Perte de masse maigre selon la méthode d'amaigrissement : régime, incrétines, chirurgie
Busk-Cirera L, Carlsen IØ, Madsen LB, Sandsdal RM, Jensen E. Effects of Incretin-Based Therapies, Diet and Exercise Interventions, and Bariatric Surgery on Fat-Free Mass in Adults With Overweight or Obesity: A Systematic Review and Meta-Analysis.. Diabetes, obesity & metabolism (2026). doi:10.1111/dom.71006
Quand un patient perd du poids, il ne perd pas que de la masse grasse: une partie de la perte concerne la masse maigre, donc le muscle. La question pratique est de savoir si cette perte de muscle diffère selon la façon dont on maigrit. Cette méta-analyse a regroupé 21 essais randomisés (1334 participants en surpoids ou obèses, avec ou sans diabète de type 2) ayant atteint au moins 10% de perte de poids, pour comparer trois approches: régime avec ou sans exercice, traitements à base d'incrétines (comme les agonistes du GLP-1) et chirurgie bariatrique.

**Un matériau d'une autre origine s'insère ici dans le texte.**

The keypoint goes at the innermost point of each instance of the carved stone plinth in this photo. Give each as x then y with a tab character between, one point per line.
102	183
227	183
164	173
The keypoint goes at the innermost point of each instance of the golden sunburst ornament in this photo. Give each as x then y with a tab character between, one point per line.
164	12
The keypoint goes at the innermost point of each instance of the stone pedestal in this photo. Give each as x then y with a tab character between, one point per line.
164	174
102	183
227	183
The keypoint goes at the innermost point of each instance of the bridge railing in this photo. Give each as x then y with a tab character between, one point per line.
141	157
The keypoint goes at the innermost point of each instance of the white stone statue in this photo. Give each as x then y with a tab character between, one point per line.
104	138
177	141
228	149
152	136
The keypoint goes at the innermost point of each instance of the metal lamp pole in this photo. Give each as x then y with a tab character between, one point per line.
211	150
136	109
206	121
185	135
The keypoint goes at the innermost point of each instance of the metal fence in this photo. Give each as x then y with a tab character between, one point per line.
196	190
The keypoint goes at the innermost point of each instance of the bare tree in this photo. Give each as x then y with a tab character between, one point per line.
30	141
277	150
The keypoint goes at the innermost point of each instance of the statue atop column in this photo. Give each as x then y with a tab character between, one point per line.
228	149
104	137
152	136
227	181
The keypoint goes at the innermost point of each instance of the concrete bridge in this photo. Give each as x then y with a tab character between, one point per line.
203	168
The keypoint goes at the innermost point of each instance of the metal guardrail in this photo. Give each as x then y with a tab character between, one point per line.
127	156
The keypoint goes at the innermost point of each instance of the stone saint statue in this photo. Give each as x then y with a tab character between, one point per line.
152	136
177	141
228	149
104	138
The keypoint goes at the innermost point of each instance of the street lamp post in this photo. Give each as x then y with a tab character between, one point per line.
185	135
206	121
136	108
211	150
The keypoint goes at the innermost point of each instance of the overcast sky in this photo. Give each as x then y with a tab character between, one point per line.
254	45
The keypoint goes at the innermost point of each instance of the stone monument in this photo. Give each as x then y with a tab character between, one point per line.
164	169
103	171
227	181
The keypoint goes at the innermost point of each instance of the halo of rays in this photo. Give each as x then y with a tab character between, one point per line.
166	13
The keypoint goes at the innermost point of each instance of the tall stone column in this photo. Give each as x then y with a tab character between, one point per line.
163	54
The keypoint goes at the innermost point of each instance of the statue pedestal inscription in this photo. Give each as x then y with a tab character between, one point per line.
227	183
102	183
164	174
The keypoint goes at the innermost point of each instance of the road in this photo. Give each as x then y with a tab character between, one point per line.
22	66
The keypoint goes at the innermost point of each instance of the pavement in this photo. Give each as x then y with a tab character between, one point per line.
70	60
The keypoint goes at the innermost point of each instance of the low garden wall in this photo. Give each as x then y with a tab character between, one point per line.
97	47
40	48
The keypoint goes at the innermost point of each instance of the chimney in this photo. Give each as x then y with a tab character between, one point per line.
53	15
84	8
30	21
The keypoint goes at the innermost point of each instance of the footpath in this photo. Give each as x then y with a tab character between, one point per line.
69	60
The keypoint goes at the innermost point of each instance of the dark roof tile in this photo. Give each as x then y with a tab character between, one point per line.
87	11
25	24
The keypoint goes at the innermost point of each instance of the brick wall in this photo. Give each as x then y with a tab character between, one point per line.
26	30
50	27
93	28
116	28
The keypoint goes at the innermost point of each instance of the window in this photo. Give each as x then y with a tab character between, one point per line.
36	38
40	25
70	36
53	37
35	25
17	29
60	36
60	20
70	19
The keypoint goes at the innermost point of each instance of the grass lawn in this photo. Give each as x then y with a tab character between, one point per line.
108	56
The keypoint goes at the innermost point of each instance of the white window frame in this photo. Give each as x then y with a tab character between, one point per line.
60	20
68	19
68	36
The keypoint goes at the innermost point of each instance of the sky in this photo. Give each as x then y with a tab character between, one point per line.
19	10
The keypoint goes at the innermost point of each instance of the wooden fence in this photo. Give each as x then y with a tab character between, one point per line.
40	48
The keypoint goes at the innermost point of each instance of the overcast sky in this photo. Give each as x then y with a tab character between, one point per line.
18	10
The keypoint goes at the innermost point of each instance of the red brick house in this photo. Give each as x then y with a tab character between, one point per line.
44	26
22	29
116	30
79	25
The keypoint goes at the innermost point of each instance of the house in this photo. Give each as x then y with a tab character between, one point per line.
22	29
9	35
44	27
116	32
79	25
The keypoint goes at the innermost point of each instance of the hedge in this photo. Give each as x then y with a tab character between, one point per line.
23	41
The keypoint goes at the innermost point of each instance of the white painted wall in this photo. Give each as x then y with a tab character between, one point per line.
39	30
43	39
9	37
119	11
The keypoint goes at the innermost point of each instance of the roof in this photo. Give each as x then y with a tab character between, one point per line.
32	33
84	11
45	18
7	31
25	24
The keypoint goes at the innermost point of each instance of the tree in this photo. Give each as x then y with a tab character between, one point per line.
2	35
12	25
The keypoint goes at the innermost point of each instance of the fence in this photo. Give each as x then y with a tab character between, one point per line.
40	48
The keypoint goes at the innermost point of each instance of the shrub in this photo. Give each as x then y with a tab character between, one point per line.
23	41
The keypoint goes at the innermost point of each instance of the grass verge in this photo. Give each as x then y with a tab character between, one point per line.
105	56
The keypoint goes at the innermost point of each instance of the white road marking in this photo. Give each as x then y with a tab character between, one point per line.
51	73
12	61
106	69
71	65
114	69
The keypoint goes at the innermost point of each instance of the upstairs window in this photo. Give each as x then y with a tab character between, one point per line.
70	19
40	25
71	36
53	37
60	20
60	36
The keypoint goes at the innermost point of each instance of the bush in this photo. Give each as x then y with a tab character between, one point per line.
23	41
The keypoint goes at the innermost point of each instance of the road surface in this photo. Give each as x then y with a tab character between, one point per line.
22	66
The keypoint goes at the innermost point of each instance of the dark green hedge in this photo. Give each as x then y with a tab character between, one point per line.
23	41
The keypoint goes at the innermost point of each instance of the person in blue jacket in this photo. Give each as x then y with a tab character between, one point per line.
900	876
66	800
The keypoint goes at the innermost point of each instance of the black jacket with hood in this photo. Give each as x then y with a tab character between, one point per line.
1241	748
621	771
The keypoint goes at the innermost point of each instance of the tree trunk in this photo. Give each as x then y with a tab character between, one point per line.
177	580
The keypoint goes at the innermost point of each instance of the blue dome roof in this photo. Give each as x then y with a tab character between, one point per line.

Plus la perte de poids est forte et rapide, plus la perte de masse maigre est importante, en valeur absolue comme en proportion. La chirurgie bariatrique entraîne la plus grosse perte de masse maigre*, suivie des incrétines*, puis du régime*. Surtout, la proportion de poids perdu sous forme de masse maigre change selon la méthode: autour d'un tiers avec les incrétines et la chirurgie*, contre une part bien plus faible avec le régime*. Le point clé pour le terrain: ajouter de l'exercice à un régime divise quasiment par trois la part de masse maigre perdue*, ce qui plaide fortement pour intégrer un travail de renforcement dans tout programme d'amaigrissement. Une réserve majeure toutefois: il ne s'agit pas d'une comparaison directe tête à tête, mais d'un rapprochement indirect entre études dont les pertes de poids totales diffèrent, si bien qu'on ne peut pas classer les méthodes par leur « sécurité musculaire », ni conclure à un risque clinique précis (sarcopénie, fragilité), non évalué ici.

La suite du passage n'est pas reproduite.